Import Data to R

It’s the first big hurdle to dealing with data in R.

You are most likely to have looked at, organised and examined your data files in Excel.

Opening data in R is fairly simply, but organising it for analysis might take some thought and consideration. You’ll guess that it is possible to use the File | Import Dataset menu option in RStudio to import your data (to learn more see Importing Data with RStudio), however we’re going to do it the proper way with a command.

R can import all types of data:

  • (Tab, Blank space) Delimited Text
  • CSV files
  • Excel files
  • JSON
  • SAS
  • STATA
  • MiniTab
  • SPSS…

In this section we will show you how to access the most commonly used data types. Once you start playing with the data and wrangling it in the way it suits you for your analytical manipulations you might find it interesting to explore the options for writing data. Here, we are not going to show you how to do it, but rather focus on basic read data functionality in R.

the R base

The simplest data form is a text file. Text files can be read by any computer operating system and by almost all different kind of statistical programs. Saving data as a text file makes your data highly accessible. If you have a text data file you wish to use, you can easily import it with the R base functions read.table()

This reads a file in table format and creates a data frame from it

# Read tabular data into R
df_txt <- read.table(file_name.txt, header = FALSE)

There are many packages that let R import all types of data, and we will start by focusing on CSV files as they are the most frequent type.

Comma separated files are the most common way to save spreadsheets that don’t require a licenced, usually not free program to open. Importing CSV is part of base R and you can use read.csv() function to do so.

read.csv()

Let us go to https://data.gov.rs/ Serbian open data portal. In particular, let us try to access Kvalitet vazduha 2017: pm2.5_2017.csv and import this data to R.

We are not going to download it onto our local computers, but rather we will import it to R directly from the web using the link provided.

df_csv <- read.csv("http://data.sepa.gov.rs/dataset/ca463c44-fbfa-4de9-9a75-790995bf2830/resource/62983880-6fcd-4c65-b57c-fd4de5c367c8/download/pm2.5_2017.csv", stringsAsFactors = FALSE)
head(df_csv, 10)
##        Datum Nis_IZJZ.Nis
## 1   1.1.2017    132.04583
## 2   2.1.2017    124.95417
## 3   3.1.2017     79.92500
## 4   4.1.2017    107.22500
## 5   5.1.2017     42.14583
## 6   6.1.2017     18.12500
## 7   7.1.2017     25.14167
## 8   8.1.2017     67.86667
## 9   9.1.2017     41.41667
## 10 10.1.2017     55.75417

The other way is to download it and to save it to your working directory.

Let us download “Kvalitet vazduha 2017-SO2: 2017-SO2.csv” Make sure you save the file into your R-Project working directory before you ask R to execute the following

df_csv <- read.csv("2017-so2.csv", stringsAsFactors = FALSE, fileEncoding = "latin1")

Run the above code again, but remove stringsAsFactors argument from the read.csv function or set it to TRUE. Can you tell the difference between now and before?
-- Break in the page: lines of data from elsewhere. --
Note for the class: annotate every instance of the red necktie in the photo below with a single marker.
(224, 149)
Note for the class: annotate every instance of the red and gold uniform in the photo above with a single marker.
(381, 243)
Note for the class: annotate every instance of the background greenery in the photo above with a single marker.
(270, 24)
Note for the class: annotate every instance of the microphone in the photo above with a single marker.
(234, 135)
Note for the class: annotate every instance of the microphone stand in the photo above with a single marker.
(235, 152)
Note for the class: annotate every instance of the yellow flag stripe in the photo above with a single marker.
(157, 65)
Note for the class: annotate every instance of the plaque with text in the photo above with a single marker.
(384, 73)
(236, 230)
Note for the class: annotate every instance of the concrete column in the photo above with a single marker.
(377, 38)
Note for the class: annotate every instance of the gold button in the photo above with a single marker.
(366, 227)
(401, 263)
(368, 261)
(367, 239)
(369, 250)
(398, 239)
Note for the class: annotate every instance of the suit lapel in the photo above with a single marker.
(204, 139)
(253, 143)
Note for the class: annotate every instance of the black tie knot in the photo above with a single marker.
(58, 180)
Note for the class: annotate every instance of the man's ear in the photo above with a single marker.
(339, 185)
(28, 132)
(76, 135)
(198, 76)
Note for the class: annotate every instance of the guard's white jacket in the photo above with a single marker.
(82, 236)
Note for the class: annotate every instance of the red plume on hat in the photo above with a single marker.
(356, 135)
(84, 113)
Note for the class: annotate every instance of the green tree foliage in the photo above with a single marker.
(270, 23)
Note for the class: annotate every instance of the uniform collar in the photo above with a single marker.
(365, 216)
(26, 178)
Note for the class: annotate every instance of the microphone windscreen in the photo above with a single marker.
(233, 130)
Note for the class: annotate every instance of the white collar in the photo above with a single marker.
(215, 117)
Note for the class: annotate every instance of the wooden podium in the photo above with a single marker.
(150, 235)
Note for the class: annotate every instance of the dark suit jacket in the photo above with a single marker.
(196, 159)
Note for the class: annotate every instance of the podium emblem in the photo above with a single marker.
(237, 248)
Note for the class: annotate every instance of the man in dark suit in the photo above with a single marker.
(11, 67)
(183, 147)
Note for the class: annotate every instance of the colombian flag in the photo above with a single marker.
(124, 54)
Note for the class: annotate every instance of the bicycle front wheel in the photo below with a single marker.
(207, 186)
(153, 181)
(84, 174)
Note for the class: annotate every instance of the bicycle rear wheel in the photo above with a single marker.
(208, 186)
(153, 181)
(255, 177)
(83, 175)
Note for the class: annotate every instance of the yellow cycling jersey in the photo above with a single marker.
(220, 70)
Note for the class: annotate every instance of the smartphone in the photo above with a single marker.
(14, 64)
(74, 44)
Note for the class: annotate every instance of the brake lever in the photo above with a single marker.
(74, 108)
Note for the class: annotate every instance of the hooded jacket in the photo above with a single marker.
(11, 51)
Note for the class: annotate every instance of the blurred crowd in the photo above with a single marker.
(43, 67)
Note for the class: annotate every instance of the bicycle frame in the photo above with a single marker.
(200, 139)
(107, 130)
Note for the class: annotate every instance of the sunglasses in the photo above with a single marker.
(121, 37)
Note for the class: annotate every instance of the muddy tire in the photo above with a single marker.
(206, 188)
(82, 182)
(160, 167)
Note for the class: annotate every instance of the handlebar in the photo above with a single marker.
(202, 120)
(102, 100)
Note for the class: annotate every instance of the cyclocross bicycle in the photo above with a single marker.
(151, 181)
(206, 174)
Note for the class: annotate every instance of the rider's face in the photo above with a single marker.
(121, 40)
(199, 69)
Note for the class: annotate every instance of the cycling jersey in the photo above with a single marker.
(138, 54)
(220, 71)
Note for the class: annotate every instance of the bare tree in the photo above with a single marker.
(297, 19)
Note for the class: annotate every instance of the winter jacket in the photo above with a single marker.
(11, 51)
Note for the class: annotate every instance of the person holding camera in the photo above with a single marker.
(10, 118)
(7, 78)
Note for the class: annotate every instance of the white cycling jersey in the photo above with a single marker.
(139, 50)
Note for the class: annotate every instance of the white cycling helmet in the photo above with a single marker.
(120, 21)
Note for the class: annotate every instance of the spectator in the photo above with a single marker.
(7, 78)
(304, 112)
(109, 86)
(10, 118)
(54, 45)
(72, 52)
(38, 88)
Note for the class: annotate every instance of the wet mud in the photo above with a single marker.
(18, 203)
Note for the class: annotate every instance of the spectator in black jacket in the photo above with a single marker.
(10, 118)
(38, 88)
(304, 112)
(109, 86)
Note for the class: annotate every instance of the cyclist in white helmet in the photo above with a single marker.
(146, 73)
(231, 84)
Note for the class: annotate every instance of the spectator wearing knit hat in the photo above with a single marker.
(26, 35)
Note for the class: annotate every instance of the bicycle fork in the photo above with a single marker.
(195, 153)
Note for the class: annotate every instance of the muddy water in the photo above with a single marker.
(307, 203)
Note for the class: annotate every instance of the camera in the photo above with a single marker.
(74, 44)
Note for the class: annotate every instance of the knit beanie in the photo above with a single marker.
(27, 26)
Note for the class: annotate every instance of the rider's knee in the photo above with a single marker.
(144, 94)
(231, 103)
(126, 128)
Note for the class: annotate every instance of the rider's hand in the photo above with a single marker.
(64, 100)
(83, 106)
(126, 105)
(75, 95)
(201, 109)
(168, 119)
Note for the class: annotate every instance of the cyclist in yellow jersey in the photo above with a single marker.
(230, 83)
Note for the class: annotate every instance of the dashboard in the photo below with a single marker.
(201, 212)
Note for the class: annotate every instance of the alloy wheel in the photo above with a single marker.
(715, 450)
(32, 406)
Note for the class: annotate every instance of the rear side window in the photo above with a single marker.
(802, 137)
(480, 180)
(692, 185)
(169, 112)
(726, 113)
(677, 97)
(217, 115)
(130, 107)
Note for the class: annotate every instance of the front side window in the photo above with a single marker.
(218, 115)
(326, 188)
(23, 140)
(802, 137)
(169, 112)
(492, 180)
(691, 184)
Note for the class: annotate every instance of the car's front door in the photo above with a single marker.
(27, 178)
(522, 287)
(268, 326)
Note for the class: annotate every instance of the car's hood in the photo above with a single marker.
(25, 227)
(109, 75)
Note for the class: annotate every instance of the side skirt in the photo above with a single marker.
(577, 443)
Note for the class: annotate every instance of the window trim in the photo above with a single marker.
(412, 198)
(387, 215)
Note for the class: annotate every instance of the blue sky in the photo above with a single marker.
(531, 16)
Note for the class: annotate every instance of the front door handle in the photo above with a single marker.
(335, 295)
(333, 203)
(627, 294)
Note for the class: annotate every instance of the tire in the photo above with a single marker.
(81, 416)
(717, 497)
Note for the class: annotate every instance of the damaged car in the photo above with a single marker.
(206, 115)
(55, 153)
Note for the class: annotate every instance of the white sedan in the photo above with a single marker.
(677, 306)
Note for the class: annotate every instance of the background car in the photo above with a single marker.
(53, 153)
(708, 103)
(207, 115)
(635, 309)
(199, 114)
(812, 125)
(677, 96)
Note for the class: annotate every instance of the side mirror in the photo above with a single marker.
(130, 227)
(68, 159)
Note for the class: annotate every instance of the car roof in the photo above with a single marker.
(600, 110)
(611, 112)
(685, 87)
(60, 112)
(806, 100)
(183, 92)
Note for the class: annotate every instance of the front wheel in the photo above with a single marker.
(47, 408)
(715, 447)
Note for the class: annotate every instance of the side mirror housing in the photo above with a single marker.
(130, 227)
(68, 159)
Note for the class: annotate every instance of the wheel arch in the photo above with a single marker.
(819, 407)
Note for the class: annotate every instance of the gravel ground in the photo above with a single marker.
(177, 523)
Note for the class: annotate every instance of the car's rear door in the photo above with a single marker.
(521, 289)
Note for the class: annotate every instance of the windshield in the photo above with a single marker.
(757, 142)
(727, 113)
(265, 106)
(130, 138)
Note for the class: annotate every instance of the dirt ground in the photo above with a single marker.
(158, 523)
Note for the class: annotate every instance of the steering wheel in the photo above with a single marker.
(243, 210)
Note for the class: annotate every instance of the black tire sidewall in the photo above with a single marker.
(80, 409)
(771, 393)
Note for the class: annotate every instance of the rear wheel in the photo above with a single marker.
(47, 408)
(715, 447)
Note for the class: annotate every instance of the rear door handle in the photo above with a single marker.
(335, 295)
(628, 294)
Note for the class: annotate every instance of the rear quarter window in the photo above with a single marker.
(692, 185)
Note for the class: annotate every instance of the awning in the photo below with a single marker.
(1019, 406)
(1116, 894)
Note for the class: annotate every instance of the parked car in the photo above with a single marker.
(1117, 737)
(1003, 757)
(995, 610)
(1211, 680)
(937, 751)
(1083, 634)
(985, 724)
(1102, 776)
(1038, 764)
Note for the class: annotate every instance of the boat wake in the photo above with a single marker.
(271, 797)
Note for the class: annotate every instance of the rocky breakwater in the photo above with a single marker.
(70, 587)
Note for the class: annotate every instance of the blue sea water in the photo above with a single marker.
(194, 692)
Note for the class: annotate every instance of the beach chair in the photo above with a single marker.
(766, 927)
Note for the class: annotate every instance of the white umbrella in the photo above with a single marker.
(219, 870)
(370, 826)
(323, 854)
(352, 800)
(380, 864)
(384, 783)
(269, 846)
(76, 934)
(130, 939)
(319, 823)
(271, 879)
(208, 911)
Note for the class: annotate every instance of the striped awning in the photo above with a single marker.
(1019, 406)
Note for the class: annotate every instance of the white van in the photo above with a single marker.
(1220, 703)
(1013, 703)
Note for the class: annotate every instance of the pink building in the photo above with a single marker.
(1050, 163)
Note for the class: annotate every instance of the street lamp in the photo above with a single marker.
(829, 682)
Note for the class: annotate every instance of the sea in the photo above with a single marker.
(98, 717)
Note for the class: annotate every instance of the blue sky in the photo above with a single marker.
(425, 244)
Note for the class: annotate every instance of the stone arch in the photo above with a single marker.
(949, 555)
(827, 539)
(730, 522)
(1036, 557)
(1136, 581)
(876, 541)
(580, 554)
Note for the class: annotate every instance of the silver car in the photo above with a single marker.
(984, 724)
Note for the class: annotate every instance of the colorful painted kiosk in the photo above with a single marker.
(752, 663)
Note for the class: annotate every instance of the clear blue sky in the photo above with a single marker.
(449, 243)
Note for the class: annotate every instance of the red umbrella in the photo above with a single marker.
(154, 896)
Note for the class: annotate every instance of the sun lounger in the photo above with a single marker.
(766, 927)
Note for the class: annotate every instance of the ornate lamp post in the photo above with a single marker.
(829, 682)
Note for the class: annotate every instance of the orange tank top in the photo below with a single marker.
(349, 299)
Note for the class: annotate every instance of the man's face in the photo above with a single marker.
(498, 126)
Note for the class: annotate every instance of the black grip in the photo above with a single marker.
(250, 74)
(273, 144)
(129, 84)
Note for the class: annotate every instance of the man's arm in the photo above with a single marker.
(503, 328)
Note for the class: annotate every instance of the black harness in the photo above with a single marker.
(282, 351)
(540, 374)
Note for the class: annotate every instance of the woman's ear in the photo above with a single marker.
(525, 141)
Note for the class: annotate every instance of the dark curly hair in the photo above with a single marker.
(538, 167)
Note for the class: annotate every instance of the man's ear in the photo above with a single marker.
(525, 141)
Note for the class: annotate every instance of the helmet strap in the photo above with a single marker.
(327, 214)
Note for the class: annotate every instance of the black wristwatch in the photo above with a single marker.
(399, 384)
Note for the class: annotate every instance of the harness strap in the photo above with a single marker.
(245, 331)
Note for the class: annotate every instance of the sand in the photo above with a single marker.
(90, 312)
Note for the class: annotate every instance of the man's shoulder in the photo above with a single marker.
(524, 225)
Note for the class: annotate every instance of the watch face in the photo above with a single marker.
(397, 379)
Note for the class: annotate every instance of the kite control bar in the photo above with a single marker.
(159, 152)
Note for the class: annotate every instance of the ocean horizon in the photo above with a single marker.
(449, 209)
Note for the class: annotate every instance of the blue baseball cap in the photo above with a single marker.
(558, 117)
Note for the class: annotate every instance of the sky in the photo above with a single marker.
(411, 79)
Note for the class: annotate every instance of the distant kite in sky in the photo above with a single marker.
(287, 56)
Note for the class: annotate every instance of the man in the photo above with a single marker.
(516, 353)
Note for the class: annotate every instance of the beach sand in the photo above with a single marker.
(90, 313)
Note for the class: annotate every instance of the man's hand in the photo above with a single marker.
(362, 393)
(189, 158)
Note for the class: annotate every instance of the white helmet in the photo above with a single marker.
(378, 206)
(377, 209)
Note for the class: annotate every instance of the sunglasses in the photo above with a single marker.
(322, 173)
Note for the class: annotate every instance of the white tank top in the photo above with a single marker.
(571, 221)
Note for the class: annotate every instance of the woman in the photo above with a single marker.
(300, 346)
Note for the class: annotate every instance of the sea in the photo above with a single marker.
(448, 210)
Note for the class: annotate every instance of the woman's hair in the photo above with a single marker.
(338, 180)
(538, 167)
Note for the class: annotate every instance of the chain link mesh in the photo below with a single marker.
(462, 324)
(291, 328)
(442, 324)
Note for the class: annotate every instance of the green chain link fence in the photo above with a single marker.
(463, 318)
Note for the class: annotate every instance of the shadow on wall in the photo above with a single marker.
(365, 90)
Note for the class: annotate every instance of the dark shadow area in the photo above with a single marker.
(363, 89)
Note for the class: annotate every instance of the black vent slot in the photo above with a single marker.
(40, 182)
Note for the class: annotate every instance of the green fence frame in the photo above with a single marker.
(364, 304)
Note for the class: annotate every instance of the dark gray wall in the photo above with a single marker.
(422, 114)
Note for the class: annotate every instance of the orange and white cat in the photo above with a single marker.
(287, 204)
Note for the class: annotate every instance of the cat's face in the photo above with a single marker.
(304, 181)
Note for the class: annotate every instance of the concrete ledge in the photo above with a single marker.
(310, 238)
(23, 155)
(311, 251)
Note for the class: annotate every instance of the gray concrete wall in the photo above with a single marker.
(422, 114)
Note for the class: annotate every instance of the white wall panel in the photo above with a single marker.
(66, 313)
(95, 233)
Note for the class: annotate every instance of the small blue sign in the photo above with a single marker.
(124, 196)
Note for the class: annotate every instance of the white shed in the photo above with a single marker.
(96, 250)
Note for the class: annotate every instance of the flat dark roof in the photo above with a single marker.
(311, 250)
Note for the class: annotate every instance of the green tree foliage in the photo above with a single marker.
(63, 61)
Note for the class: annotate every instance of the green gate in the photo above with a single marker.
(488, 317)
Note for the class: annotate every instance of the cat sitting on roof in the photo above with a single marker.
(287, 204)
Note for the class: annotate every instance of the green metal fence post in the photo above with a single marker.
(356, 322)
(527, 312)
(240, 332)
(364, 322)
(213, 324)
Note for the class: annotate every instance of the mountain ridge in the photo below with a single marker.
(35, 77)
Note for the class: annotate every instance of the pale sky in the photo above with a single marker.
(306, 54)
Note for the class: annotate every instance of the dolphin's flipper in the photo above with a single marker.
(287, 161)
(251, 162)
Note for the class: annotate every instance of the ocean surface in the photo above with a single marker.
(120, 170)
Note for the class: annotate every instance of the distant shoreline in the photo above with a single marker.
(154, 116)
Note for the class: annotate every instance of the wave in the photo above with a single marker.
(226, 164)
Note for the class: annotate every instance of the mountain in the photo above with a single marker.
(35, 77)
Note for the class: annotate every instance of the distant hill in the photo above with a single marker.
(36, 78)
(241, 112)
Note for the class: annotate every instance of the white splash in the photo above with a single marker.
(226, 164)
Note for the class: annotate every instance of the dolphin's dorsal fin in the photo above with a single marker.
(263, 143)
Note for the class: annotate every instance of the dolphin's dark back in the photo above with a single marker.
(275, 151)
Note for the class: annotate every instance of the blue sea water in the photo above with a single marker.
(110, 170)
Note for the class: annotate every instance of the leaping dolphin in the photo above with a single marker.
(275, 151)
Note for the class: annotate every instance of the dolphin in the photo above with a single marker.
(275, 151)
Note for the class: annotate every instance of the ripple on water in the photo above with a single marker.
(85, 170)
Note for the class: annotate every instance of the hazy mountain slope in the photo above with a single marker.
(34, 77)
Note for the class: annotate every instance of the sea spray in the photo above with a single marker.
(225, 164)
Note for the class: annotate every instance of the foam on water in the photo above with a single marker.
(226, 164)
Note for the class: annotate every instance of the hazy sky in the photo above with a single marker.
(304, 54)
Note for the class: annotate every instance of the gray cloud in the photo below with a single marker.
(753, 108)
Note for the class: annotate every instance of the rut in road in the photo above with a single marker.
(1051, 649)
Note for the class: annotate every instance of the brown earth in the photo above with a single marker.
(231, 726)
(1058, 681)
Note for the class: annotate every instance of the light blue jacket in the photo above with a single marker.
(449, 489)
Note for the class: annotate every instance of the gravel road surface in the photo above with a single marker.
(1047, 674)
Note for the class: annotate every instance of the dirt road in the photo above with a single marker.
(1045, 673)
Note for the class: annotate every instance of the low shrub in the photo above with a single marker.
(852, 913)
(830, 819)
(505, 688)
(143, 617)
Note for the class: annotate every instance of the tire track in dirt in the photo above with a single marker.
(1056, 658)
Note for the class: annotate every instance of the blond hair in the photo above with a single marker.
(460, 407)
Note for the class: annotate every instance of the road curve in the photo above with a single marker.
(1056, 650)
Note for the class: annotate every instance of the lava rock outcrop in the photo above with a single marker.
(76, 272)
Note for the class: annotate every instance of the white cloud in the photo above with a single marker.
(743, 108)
Why do you think we had to use fileEncoding argument?

What do you think about this dataset? 🤔

Using readr::read_csv()

readr is a package that reads rectangular data more quickly than base R read.cdv(). Another difference from the read.csv() function is that it assumes characters are strings and not factors by default.

Just so you can see how easy it is to use other packages for importing data into R, the code below illustrates the use of read_csv().

## If you don't have readr installed yet, uncomment and run the line below
# install.packages("readr")
library(readr)
df_csv <- read_csv("air_quality_by_station.csv")
df_csv

Check the readr::read_delim() function for more efficient delimited data file reading.

Importing Excel files with readxl

Importing Excel data files is not straightforward as it might contain multiple sheets. We will focus on using the readxl package as it is the most efficient so far.

To access the data from an Excel sheet you can’t just copy and paste the URL for the file. You have to download the file first.

Let us download an Excel data file from data.gov.rs about traffic accidents Подаци о саобраћајним незгодама до 31.08.2019. године за територију свих ПОЛИЦИЈСКИХ УПРАВА и ОПШТИНА.

If you are unable to open the file in Excel to examine how many sheets the file has, try to read the file in R accessing the first one by specifying it in the read_excel() function as required. As previously, make sure you save the file into your R-Project working directory before you ask R to execute the following:

## If you don't have readxl installed yet, uncomment the line below and run it 
#install.packages("readxl")
library(readxl)
df_xl <- read_excel("nez-opendata-20199-20190925.xlsx", sheet = 1)

What do you think?

People like to make their Excel spreadsheets look ‘pretty’ with ‘fancy’ formatting, which could create difficulty when reading them in R.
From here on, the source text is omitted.